Alma 22
Aaron teaches King Lamoni, the father of Lamoni. Before teaching though, he tells the king that he and his brothers who had been in prison in Middoni would be the king's servants. That's not what the king wanted. He was curious about these missionaries who talked freely about the spirit guiding them in their labors and he wanted to know about the spirit. He also wanted to be rid of the evil spirit that was within him. He had changed his tune a lot from the encounter he had with Ammon when he ran into them as they were on their way to Middoni to free Aaron from prison. At that time, he was willing to give up half of his kingdom to save his life. (Alma 20:23) Now he is willing to give up all that he possesses. What a difference!
Again, I am intrigued with how Aaron teaches. Where did he start? At the beginning of the world – the creation. I remember the temple endowment as I read this. That is where the Lord starts as well. How does Aaron teach? By asking questions. I think I'm being taught that I need to do this as well. My last PPI with Pres. Todd he talked about asking the right questions. It is not intuitive for me, but I am praying that I will be given this gift eventually. (D&C 46:8) It is not a gift I want for me; it is a gift I want to help me better serve. Those are the best gifts. It is sad that I didn't learn this great teaching skill before I raised my family. But I guess it's not too late to incorporate it into my life now.
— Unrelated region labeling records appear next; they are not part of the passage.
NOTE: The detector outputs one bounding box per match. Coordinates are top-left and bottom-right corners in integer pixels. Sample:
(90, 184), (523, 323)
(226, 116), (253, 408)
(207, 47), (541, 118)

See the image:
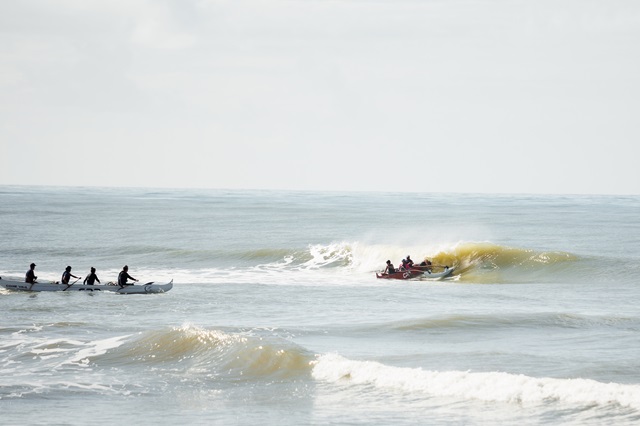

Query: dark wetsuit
(24, 269), (38, 284)
(84, 273), (100, 285)
(118, 271), (136, 287)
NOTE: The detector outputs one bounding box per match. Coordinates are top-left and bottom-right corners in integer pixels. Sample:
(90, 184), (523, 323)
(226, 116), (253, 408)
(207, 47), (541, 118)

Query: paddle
(62, 277), (82, 291)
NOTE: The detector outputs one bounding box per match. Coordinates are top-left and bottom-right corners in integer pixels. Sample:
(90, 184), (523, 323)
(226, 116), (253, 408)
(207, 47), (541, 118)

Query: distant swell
(312, 354), (640, 410)
(91, 325), (312, 380)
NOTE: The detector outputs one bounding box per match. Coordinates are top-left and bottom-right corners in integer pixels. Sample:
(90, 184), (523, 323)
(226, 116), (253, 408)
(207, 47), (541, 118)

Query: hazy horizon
(0, 0), (640, 195)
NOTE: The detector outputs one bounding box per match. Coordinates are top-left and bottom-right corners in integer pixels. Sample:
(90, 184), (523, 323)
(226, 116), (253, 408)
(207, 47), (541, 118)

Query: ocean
(0, 186), (640, 425)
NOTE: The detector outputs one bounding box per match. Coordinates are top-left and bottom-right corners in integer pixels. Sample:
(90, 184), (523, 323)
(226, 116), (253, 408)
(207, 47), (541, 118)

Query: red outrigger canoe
(376, 271), (423, 280)
(376, 265), (455, 280)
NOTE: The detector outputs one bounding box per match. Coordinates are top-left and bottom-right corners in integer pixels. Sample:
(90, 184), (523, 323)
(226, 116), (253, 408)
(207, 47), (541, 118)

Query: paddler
(61, 266), (82, 285)
(405, 255), (413, 269)
(118, 265), (138, 287)
(384, 260), (396, 274)
(83, 266), (101, 285)
(24, 263), (38, 285)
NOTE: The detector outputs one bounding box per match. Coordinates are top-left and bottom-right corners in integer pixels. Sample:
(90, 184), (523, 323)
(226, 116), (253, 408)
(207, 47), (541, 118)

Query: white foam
(312, 354), (640, 410)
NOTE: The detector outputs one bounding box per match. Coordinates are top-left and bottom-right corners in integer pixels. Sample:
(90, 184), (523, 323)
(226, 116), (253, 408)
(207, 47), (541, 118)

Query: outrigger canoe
(0, 278), (173, 294)
(376, 266), (455, 280)
(410, 265), (455, 280)
(376, 271), (422, 280)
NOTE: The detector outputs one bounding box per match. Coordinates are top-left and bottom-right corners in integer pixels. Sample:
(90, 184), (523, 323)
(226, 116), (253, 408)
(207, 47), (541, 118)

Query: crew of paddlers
(24, 263), (138, 287)
(384, 255), (431, 274)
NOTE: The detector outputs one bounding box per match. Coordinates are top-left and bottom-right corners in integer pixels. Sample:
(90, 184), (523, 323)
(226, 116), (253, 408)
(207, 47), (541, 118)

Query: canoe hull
(376, 271), (422, 280)
(376, 267), (454, 280)
(0, 279), (173, 294)
(411, 266), (455, 280)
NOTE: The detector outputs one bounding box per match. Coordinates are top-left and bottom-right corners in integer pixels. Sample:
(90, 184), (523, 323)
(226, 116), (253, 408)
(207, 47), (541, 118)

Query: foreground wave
(313, 354), (640, 410)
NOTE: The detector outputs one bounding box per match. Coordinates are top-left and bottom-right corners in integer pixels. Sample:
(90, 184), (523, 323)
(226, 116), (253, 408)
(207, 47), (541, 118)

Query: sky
(0, 0), (640, 194)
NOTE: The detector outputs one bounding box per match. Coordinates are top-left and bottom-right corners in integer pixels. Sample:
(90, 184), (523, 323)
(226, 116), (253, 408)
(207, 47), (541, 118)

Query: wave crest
(312, 354), (640, 410)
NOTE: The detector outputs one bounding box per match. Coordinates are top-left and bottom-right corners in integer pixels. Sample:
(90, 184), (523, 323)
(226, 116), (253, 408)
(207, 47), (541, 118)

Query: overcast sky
(0, 0), (640, 194)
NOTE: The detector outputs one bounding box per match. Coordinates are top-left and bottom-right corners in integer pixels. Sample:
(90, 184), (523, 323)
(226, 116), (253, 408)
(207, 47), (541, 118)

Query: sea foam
(312, 354), (640, 410)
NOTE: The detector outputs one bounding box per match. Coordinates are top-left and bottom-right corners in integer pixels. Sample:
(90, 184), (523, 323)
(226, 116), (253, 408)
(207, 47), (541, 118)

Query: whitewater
(0, 186), (640, 425)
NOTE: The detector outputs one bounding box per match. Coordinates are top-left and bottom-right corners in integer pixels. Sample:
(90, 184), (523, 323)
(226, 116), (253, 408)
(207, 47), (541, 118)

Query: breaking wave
(312, 354), (640, 411)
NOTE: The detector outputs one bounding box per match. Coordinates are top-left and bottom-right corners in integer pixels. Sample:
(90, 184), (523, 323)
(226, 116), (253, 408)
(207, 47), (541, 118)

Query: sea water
(0, 186), (640, 425)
Back to King Lamoni. He fascinates me because he was so bad and yet he exhibits the faith of a child when he falls to the ground and prays to Heavenly Father and says (v18) “. . .O God, Aaron hath told me that there is a God; and if there is a God, and if thou art God, wilt thou make thyself known unto me, and I will give away all my sins to know thee. . .” He wanted to be raised from the dead and be saved at the last day. The result of this simple, child-like prayer was amazing! He was basically born again, changed completely. I can relate to the “being changed completely” part, but for me it was not instantaneous. It was a process. Bit by bit I saw things I needed to change and I worked on them. Eventually, I could see that I was a new person though.
So how does all this relate to me today? I could write about it all day long. What do I need to do about it? Today? I need to continue seeking after the best gifts – defining what they might be and seeking to attain them through prayer, repentance and change. Most importantly, I must show forth patience and love to those who will some day experience this change for themselves. Life is a process and we are all processing.